Les créations se multiplient
Dans le domaine médical, Maurizio Rigamonti travaille à un jeu permettant d’inhiber les parties du cerveau liées aux addictions. Une voie à explorer pour le diabète, l’obésité, etc. «Les jeux créés en Suisse sont bien évalués, ils ont gagné des prix, mais surtout à l’étranger», note-t-il. Un coup d’accélérateur a été observé durant la pandémie, remarque Gabriel Sonderegger, co-créateur de Sunnyside Games, start-up lausannoise née en 2013. Même si la bulle Covid s’est depuis dégonflée, les créations restent à un niveau jamais atteint.

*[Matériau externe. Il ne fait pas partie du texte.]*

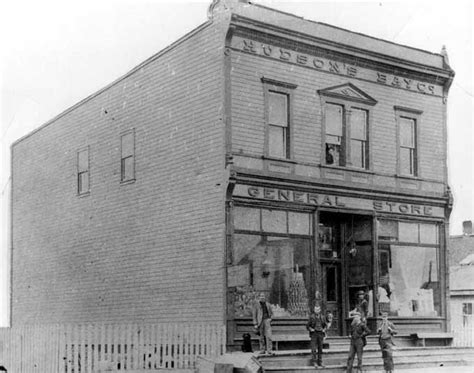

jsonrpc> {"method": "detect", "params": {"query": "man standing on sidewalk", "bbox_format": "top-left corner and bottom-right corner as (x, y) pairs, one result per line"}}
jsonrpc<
(347, 312), (370, 373)
(252, 293), (273, 354)
(377, 312), (397, 373)
(306, 304), (332, 368)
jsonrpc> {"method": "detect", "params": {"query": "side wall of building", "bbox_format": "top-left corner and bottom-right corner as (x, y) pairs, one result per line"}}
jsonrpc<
(12, 24), (230, 325)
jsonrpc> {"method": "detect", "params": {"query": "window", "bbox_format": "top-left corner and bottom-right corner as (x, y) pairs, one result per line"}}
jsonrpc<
(400, 117), (416, 176)
(378, 220), (441, 317)
(318, 83), (377, 170)
(77, 148), (90, 195)
(262, 78), (296, 159)
(326, 104), (344, 166)
(462, 303), (473, 329)
(227, 206), (312, 318)
(268, 91), (290, 158)
(350, 108), (369, 168)
(325, 103), (369, 169)
(395, 106), (422, 176)
(120, 130), (135, 182)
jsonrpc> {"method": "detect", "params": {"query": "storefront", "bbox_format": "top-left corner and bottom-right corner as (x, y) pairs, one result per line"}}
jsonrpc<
(227, 181), (446, 340)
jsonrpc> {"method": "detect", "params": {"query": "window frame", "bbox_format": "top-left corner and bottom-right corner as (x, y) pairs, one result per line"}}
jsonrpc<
(394, 106), (423, 178)
(261, 77), (297, 161)
(321, 96), (373, 171)
(76, 146), (91, 196)
(120, 128), (136, 184)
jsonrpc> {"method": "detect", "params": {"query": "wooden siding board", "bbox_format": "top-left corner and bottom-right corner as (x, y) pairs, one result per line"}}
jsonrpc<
(231, 51), (446, 187)
(12, 21), (230, 324)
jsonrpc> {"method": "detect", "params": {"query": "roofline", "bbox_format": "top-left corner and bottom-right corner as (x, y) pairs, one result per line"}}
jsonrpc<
(231, 14), (455, 78)
(10, 20), (213, 149)
(252, 3), (443, 58)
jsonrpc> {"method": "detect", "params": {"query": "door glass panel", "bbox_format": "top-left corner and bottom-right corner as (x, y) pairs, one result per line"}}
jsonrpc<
(326, 267), (337, 302)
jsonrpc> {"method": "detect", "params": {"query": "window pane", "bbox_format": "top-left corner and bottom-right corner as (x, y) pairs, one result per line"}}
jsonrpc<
(233, 206), (260, 231)
(351, 140), (366, 168)
(326, 143), (341, 166)
(268, 126), (286, 158)
(379, 245), (441, 317)
(325, 104), (343, 137)
(400, 117), (415, 148)
(122, 157), (135, 181)
(351, 109), (367, 140)
(420, 223), (438, 244)
(400, 148), (414, 175)
(122, 132), (134, 158)
(77, 172), (89, 194)
(288, 212), (311, 235)
(77, 150), (89, 172)
(268, 92), (288, 127)
(398, 222), (420, 243)
(378, 220), (398, 241)
(227, 234), (311, 318)
(262, 209), (288, 233)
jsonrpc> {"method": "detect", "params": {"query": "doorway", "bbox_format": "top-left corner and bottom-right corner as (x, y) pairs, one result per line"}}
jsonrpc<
(321, 262), (344, 336)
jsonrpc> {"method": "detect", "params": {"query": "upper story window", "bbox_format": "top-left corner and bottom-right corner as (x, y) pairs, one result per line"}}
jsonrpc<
(77, 147), (90, 195)
(262, 78), (296, 159)
(395, 106), (421, 176)
(319, 83), (376, 169)
(120, 130), (135, 182)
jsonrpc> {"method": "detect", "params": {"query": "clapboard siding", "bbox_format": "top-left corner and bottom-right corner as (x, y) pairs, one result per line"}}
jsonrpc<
(12, 23), (226, 325)
(232, 51), (446, 183)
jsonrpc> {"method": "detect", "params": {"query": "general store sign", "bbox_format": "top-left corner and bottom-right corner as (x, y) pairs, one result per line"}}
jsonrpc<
(234, 184), (444, 217)
(232, 36), (443, 96)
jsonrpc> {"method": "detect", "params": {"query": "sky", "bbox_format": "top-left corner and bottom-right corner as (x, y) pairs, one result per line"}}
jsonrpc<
(0, 0), (474, 326)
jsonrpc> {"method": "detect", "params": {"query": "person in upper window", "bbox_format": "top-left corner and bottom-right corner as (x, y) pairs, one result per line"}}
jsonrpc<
(349, 290), (369, 323)
(326, 145), (335, 164)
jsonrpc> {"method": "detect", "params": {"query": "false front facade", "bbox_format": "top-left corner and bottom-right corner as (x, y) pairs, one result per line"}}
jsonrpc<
(12, 1), (453, 345)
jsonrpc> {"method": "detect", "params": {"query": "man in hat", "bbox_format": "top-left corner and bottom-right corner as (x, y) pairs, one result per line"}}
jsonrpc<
(252, 293), (273, 354)
(349, 290), (369, 323)
(347, 311), (370, 373)
(377, 312), (397, 373)
(306, 304), (332, 368)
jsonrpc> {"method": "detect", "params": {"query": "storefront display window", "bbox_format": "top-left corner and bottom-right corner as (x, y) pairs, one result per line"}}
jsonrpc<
(227, 207), (311, 318)
(378, 220), (441, 317)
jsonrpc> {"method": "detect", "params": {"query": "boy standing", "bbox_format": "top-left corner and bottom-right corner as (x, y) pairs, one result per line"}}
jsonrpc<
(347, 312), (370, 373)
(377, 312), (397, 373)
(252, 293), (273, 354)
(306, 304), (332, 368)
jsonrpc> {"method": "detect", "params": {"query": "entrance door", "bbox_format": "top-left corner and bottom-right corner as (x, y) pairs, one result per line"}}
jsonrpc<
(321, 263), (343, 335)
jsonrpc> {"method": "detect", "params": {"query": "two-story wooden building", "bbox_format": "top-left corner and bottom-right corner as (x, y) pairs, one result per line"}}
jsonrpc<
(12, 0), (454, 344)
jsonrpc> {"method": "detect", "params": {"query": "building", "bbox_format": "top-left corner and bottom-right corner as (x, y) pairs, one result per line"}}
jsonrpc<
(12, 0), (454, 345)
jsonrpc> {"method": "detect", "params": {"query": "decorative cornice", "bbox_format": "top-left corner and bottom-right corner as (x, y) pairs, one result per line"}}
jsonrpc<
(317, 83), (377, 106)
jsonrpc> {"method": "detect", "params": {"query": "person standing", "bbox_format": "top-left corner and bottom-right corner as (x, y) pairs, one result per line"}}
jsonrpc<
(377, 312), (397, 373)
(252, 293), (273, 354)
(347, 312), (370, 373)
(306, 304), (332, 368)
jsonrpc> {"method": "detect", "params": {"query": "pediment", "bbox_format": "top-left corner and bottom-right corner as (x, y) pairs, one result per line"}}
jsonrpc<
(318, 83), (377, 105)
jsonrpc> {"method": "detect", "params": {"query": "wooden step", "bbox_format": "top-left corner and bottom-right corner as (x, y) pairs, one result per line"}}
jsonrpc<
(259, 347), (474, 372)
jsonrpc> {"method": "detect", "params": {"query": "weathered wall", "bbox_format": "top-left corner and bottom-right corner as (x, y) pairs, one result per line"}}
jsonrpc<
(12, 19), (230, 325)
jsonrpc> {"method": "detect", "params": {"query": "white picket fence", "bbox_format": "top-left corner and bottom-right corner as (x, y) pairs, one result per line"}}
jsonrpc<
(0, 324), (225, 373)
(452, 315), (474, 347)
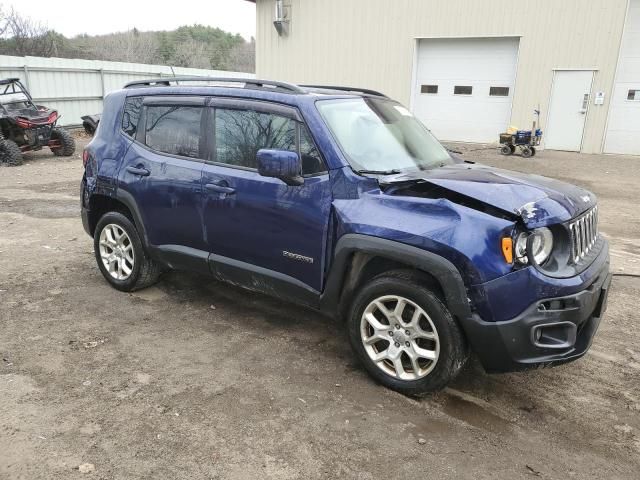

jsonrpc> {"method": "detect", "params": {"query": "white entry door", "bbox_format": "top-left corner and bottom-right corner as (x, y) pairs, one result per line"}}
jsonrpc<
(543, 70), (593, 152)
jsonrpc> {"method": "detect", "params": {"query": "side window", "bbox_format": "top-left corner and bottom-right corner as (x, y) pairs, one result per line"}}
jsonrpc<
(300, 124), (327, 175)
(215, 108), (297, 169)
(122, 97), (143, 138)
(145, 105), (203, 158)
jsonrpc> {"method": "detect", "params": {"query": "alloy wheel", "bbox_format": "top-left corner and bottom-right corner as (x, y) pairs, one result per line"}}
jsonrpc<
(100, 223), (135, 280)
(360, 295), (440, 380)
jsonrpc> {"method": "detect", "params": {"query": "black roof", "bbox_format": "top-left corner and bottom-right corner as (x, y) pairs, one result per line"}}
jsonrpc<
(124, 77), (386, 97)
(0, 78), (20, 85)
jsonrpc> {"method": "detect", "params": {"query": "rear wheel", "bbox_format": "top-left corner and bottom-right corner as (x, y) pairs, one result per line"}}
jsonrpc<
(51, 128), (76, 157)
(93, 212), (162, 292)
(348, 271), (468, 395)
(0, 139), (22, 167)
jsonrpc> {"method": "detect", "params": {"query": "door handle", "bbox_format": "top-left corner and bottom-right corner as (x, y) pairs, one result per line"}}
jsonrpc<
(204, 181), (236, 195)
(127, 167), (151, 177)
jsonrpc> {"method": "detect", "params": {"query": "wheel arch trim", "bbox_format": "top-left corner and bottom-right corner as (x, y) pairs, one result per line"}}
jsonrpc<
(320, 233), (471, 319)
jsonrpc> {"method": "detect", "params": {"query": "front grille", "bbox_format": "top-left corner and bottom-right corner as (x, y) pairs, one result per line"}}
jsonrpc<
(569, 205), (598, 263)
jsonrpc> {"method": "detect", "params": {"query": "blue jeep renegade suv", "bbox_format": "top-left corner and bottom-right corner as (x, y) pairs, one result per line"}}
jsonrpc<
(82, 78), (611, 394)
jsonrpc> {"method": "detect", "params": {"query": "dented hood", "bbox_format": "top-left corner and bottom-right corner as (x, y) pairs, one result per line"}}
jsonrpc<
(380, 163), (596, 228)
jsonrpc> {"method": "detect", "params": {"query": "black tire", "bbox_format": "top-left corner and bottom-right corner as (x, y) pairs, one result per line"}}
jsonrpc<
(93, 212), (162, 292)
(347, 270), (469, 396)
(0, 139), (22, 167)
(51, 128), (76, 157)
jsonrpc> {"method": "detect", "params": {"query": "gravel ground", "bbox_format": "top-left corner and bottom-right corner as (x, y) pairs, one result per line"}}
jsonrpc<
(0, 138), (640, 480)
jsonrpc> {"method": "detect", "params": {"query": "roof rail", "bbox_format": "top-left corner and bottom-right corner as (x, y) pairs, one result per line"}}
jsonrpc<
(300, 85), (387, 98)
(124, 77), (306, 93)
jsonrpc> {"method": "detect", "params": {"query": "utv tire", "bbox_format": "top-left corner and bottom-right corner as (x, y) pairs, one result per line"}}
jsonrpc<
(93, 212), (162, 292)
(0, 139), (22, 167)
(51, 128), (76, 157)
(347, 270), (469, 396)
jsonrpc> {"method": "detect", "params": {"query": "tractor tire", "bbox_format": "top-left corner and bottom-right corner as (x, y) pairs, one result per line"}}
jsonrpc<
(51, 128), (76, 157)
(500, 144), (513, 155)
(0, 139), (22, 167)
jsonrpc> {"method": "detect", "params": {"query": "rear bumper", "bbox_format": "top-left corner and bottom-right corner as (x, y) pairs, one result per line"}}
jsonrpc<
(465, 246), (611, 372)
(80, 176), (93, 237)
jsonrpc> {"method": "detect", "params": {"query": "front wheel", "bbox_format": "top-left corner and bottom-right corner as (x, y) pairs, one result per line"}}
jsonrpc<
(51, 128), (76, 157)
(0, 137), (22, 167)
(348, 271), (468, 395)
(93, 212), (161, 292)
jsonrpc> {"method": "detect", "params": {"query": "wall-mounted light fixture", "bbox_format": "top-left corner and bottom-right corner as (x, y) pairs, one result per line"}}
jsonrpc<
(273, 0), (291, 37)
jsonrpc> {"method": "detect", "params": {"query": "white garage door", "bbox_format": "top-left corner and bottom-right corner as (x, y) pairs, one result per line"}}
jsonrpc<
(413, 38), (519, 143)
(604, 0), (640, 155)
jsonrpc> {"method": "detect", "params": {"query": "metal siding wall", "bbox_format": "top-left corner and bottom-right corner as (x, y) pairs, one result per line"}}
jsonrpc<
(256, 0), (628, 152)
(0, 55), (255, 125)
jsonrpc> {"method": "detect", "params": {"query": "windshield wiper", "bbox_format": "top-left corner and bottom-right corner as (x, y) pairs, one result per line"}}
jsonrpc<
(356, 169), (402, 175)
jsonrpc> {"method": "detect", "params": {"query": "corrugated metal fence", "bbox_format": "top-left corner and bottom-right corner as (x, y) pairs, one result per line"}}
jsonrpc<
(0, 55), (255, 125)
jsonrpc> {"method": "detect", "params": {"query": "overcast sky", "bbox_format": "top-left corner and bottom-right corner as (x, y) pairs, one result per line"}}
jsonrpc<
(0, 0), (256, 39)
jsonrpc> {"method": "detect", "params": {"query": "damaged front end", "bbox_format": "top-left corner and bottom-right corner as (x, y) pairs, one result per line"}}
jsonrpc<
(379, 164), (603, 278)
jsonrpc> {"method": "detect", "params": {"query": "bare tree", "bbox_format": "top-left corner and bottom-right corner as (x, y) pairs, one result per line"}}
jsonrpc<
(173, 38), (211, 68)
(227, 37), (256, 73)
(0, 8), (62, 57)
(84, 29), (158, 63)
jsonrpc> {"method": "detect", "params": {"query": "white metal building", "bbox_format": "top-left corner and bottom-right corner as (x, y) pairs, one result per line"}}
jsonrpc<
(250, 0), (640, 155)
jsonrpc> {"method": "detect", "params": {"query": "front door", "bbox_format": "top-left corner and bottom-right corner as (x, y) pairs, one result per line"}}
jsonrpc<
(544, 70), (593, 152)
(202, 101), (331, 291)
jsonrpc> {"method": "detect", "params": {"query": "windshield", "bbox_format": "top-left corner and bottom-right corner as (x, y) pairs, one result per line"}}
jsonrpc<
(316, 98), (454, 174)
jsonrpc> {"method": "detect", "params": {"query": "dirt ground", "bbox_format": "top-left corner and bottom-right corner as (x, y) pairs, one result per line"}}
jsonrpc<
(0, 138), (640, 480)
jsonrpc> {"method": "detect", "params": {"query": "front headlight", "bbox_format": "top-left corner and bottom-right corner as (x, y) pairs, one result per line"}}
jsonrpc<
(515, 227), (553, 265)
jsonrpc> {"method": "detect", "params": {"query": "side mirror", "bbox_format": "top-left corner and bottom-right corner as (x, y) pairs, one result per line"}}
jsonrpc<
(122, 112), (131, 130)
(256, 148), (304, 186)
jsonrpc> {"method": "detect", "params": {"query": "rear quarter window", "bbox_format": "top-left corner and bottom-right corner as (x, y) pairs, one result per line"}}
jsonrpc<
(145, 106), (203, 158)
(122, 97), (143, 138)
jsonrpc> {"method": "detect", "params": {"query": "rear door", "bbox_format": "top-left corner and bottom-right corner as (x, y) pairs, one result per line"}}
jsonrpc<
(203, 99), (331, 291)
(118, 96), (206, 250)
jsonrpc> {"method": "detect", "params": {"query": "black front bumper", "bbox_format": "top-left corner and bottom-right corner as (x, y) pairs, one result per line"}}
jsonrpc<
(465, 263), (611, 373)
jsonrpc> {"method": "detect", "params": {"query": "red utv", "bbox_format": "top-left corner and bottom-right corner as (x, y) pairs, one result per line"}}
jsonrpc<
(0, 78), (76, 165)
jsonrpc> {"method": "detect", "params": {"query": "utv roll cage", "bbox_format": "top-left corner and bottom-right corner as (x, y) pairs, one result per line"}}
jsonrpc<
(0, 78), (37, 113)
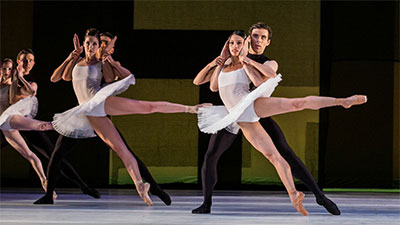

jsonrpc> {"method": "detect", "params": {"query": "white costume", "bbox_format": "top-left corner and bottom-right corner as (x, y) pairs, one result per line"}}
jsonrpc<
(198, 68), (282, 133)
(52, 62), (135, 138)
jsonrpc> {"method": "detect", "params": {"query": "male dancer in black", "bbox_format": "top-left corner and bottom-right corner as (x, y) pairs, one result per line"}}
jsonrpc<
(192, 22), (340, 215)
(1, 49), (100, 198)
(34, 32), (171, 205)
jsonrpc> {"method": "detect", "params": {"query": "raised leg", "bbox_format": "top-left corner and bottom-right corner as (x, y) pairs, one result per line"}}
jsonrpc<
(10, 115), (53, 131)
(239, 122), (308, 216)
(88, 116), (152, 205)
(254, 95), (367, 118)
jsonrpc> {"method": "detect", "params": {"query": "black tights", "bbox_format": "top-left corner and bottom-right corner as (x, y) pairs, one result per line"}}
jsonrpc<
(201, 117), (324, 206)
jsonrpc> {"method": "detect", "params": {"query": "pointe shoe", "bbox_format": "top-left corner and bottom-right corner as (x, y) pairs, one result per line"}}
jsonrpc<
(42, 179), (58, 200)
(185, 103), (212, 114)
(135, 180), (153, 206)
(342, 95), (368, 109)
(39, 122), (54, 131)
(289, 191), (308, 216)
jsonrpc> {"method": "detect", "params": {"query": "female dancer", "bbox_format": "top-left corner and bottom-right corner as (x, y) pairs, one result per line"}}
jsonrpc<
(0, 59), (56, 195)
(193, 31), (366, 216)
(35, 28), (206, 205)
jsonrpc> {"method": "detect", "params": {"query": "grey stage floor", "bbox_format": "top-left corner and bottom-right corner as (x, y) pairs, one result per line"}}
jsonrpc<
(0, 189), (400, 225)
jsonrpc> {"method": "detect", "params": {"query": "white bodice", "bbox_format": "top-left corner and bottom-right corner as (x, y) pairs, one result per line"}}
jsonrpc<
(72, 62), (103, 104)
(0, 84), (10, 115)
(218, 68), (251, 110)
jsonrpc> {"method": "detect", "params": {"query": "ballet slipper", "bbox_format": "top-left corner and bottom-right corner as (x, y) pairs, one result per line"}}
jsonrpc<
(39, 122), (54, 131)
(289, 191), (308, 216)
(341, 95), (367, 109)
(185, 103), (212, 114)
(135, 180), (153, 206)
(42, 179), (58, 200)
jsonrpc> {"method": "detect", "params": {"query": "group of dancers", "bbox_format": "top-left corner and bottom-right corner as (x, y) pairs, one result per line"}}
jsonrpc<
(0, 22), (367, 216)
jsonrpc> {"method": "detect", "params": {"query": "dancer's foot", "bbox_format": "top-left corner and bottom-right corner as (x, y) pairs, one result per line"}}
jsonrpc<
(192, 203), (211, 214)
(135, 180), (153, 206)
(289, 191), (308, 216)
(150, 189), (171, 205)
(317, 196), (340, 215)
(341, 95), (367, 109)
(185, 103), (212, 113)
(38, 122), (54, 131)
(33, 194), (54, 204)
(82, 187), (101, 198)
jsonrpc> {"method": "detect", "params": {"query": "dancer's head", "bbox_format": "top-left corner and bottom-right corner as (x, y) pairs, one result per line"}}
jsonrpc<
(1, 58), (14, 79)
(228, 30), (246, 56)
(83, 28), (100, 57)
(97, 32), (114, 58)
(16, 48), (35, 74)
(249, 22), (272, 55)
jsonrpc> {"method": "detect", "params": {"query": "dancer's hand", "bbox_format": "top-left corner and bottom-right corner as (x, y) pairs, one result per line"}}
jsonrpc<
(239, 36), (250, 64)
(102, 36), (117, 55)
(221, 39), (231, 62)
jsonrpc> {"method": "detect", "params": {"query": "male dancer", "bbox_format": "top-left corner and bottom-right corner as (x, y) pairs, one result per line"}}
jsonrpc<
(192, 22), (340, 215)
(34, 32), (171, 205)
(3, 49), (100, 198)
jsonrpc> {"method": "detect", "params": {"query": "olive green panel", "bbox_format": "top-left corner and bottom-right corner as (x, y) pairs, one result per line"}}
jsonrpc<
(242, 86), (319, 184)
(393, 62), (400, 186)
(134, 1), (320, 86)
(110, 79), (199, 184)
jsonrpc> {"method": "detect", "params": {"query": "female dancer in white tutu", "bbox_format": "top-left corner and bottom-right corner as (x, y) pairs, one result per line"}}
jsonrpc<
(35, 28), (206, 205)
(0, 59), (56, 195)
(193, 31), (366, 215)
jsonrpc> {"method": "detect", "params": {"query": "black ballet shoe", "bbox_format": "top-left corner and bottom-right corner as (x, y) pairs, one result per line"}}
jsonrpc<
(33, 195), (54, 205)
(82, 187), (101, 198)
(150, 189), (171, 205)
(192, 203), (211, 214)
(317, 196), (340, 216)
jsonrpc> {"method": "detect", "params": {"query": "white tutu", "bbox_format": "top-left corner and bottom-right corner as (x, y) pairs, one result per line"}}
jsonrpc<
(197, 74), (282, 134)
(51, 74), (135, 138)
(0, 96), (39, 130)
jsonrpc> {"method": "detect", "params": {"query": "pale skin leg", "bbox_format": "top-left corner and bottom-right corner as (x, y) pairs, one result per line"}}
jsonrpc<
(3, 130), (47, 191)
(254, 95), (367, 118)
(10, 115), (53, 131)
(104, 96), (203, 116)
(88, 116), (152, 205)
(238, 122), (308, 216)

Selon le site d’observation SteamDB, 
14 000 nouveaux jeux ont été publiés sur Steam en 2023 et on en attend 1000 à 2000 de plus cette année. Il faut dire que de nouveaux acteurs se présentent, notamment la Chine. Le monde du jeu «intéresse énormément, je reçois régulièrement des appels de parents qui veulent trouver un stage pour leurs enfants», souligne le co-créateur de Sunnyside Games. Il voit une ouverture dans les «serious games», un besoin des entreprises, comme celui créé par la Mobilière pendant la fête de lutte pour ses clients. Et son entreprise? «Depuis 2013 et jusqu’à la publication de notre dernier titre Nocturnal en 2023, nous continuons notre croissance progressive, centrée sur la création de jeux qui nous passionnent, mais sans oublier les réalités du marché évidemment.»
A table en riant
Autre exemple parlant, la Vietnamo-suisse Charlotte Broccard a créé de toutes pièces Tet, un jeu amusant pour apprendre à cuisiner vietnamien. «J’adore dessiner alors l’idée de créer un jeu vidéo ou un environnement interactif composé de mes dessins m’a tout de suite séduite. Au début, j’étais à tous les postes: game designer, illustratrice, animatrice, développeuse, sound designer.» Le projet a été initié lors de son projet de diplôme en Media & Interaction Design à l’ECAL. Comme le dit Isaac Pante, maître d’enseignement et de recherche à l’Unil, «le jeu vidéo emprunte à tous les arts». Et aux techniques les plus variées puisqu’on le trouve dans les écoles professionnelles. L’étude de ce monde en pleine expansion pose néanmoins une  question d’ordre quasi-philosophique: «que dit-il sur notre époque?» Tout d’abord, les avancées technologiques ont permis des expériences de plus en plus immersives, avec des graphismes époustouflants et une connectivité en ligne robuste. Ensuite, la popularité croissante des jeux vidéo comme forme de divertissement a créé un marché immense, attirant des développeurs du monde entier. De plus, la culture du jeu vidéo s’est étendue pour devenir un terrain d’expression artistique, de storytelling complexe et même un outil éducatif. Et dans cet univers, Lausanne, grâce à ses créateurs de talent, a une belle carte à jouer.